A multiverse analysis, first introduced in psychology [1], is a principled toolkit for evaluating the robustness and generality of scientific claims. As researchers, we make numerous choices through the course of an investigation that could influence the final result. Applying the multiverse analysis to machine learning, Bell et al. [2] systematically evaluate how researcher choices (e.g., hyperparameters, evaluation dataset) can fundamentally change the conclusions drawn. For example, Bell et al. evaluate the role of hyperparameters in optimizer choice, and evaluate whether large batch training necessarily leads to a drop in generalisation performance.

In a deep learning setting, the multiverse is large and contains continuous dimensions, making it challenging to rigorously explore. To overcome this, Bell et al. implement a simple Gaussian Process surrogate and turn to Bayesian experimental design to sample experimental configurations to evaluate. This has the added benefit of allowing us to quantify our confidence in different regions of the multiverse.

A simplifying assumption in Bell et al.’s approach is that the multiverse is homoskedastic: that each point has the same variance. This is unlikely to be the case when working with neural networks. This project will extend the underlying surrogate to account for heteroskedasticity. One possible approach to this is to explicitly model the noise as a function of the inputs using a separate Gaussian Process [3].
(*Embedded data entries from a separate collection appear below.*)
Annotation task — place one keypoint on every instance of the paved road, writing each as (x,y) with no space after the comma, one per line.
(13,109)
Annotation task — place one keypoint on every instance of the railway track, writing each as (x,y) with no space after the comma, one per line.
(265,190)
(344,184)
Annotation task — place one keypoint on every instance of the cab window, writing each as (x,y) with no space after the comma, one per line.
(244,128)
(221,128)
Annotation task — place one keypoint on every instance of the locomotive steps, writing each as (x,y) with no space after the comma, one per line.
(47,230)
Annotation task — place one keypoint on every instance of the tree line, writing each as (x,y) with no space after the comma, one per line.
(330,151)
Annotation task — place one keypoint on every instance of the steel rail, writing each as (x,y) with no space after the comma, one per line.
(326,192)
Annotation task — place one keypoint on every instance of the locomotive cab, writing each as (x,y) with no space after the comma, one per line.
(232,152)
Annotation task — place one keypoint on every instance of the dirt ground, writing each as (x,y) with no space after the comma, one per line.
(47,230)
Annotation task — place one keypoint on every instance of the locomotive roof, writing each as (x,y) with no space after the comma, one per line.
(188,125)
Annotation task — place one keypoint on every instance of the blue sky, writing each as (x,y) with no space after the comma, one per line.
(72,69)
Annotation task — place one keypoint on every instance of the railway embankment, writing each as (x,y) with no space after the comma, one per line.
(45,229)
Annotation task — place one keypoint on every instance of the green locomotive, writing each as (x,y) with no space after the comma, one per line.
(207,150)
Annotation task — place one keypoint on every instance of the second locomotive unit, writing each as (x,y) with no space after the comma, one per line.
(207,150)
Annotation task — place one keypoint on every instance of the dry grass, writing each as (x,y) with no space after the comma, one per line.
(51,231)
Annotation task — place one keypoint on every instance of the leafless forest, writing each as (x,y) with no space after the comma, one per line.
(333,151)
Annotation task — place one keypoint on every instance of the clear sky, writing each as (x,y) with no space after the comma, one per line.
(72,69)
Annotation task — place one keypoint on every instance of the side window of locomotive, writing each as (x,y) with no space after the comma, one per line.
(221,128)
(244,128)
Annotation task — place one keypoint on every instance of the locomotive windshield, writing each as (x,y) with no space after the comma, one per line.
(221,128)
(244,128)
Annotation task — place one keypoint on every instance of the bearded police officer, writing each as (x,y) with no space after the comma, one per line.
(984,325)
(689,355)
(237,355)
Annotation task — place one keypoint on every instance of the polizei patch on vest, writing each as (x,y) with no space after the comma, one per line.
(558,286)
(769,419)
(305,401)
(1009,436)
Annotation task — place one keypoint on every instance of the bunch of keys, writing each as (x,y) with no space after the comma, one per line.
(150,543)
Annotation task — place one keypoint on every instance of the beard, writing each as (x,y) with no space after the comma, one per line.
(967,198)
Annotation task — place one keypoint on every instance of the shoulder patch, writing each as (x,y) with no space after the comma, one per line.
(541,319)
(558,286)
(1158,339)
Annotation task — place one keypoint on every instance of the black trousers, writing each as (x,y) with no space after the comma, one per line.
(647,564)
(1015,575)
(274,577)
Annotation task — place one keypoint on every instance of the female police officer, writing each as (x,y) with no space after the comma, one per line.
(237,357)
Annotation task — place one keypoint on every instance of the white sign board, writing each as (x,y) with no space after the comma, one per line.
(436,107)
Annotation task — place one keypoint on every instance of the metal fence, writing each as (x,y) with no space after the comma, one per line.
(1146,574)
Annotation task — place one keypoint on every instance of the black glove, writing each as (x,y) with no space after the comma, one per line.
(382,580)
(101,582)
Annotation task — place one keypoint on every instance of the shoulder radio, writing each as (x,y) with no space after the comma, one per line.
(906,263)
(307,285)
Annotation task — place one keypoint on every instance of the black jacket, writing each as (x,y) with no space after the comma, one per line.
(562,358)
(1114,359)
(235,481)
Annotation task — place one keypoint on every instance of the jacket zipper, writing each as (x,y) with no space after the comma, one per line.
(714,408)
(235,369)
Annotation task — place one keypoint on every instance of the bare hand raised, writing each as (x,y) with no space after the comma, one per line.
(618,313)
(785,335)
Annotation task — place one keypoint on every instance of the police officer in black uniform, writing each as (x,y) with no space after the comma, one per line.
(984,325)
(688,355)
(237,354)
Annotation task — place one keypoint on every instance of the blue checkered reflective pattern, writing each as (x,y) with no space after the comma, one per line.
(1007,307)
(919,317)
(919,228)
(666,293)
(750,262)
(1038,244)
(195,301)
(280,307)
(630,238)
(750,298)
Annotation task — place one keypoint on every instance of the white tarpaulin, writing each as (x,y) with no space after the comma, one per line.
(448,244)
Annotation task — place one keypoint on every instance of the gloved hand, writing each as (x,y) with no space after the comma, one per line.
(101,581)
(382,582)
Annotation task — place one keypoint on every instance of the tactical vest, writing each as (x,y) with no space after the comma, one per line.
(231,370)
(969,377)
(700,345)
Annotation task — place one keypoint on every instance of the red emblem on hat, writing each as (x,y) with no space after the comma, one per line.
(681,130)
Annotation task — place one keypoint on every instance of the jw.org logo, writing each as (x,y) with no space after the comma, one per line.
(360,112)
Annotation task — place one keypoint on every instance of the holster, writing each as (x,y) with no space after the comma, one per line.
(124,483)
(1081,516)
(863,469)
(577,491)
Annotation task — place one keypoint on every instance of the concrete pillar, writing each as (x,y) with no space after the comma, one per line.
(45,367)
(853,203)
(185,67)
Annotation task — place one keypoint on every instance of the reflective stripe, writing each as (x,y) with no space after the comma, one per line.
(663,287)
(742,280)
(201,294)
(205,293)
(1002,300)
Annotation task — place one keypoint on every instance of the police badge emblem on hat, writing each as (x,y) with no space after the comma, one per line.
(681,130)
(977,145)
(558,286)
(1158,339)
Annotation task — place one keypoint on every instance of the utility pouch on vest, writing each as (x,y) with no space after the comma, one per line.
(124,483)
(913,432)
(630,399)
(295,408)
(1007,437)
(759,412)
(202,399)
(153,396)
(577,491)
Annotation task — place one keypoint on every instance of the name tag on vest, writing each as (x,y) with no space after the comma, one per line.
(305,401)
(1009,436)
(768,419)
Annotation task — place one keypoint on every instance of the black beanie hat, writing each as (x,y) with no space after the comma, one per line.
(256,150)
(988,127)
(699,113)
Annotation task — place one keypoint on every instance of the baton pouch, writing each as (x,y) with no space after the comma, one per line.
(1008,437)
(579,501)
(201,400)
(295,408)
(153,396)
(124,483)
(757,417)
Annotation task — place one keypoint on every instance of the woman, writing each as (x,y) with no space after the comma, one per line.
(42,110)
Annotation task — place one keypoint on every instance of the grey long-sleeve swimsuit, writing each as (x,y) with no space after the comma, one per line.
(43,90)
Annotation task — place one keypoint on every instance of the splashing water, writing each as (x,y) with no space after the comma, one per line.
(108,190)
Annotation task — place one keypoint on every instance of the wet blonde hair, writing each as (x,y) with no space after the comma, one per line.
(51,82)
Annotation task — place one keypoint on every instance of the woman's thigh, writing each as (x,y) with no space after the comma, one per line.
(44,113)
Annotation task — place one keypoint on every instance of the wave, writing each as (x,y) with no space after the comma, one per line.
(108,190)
This approach has an important consequence. In deep learning, it is typical to evaluate models using the mean performance over a number (usually 10) runs with different random seeds. But why 10? Whether this is an appropriately large sample size for robust inference, i.e. to confidently claim model A outperforms model B, remains to be seen (for an example in NLP, see [4]). By accounting for heteroskedasticity in a multiverse analysis, we can make an informed decision about how many runs are appropriate, and make a principled trade-off between re-running the same configuration and sampling a new point in the multiverse [5].

If you’re interested in the project, get in touch with Samuel Bell (sjb326@cam.ac.uk) for an informal chat.

[1] Steegen, S., Tuerlinckx, F., Gelman, A., & Vanpaemel, W. (2016). Increasing transparency through a multiverse analysis. Perspectives on Psychological Science.

[2] Bell, S. J., Kampman, O. P., Dodge, J., & Lawrence, N. D. (2022). Modeling the Machine Learning Multiverse. NeurIPS.

[3] Goldberg, P., Williams, C., & Bishop, C. (1997). Regression with input-dependent noise: A Gaussian process treatment. NeurIPS.

[4] Card, D., Henderson, P., Khandelwal, U., Jia, R., Mahowald, K., & Jurafsky, D. (2020, November). With Little Power Comes Great Responsibility. EMNLP.

[5] Binois, M., Huang, J., Gramacy, R. B., & Ludkovski, M. (2019). Replication or exploration? Sequential design for stochastic simulation experiments. Technometrics.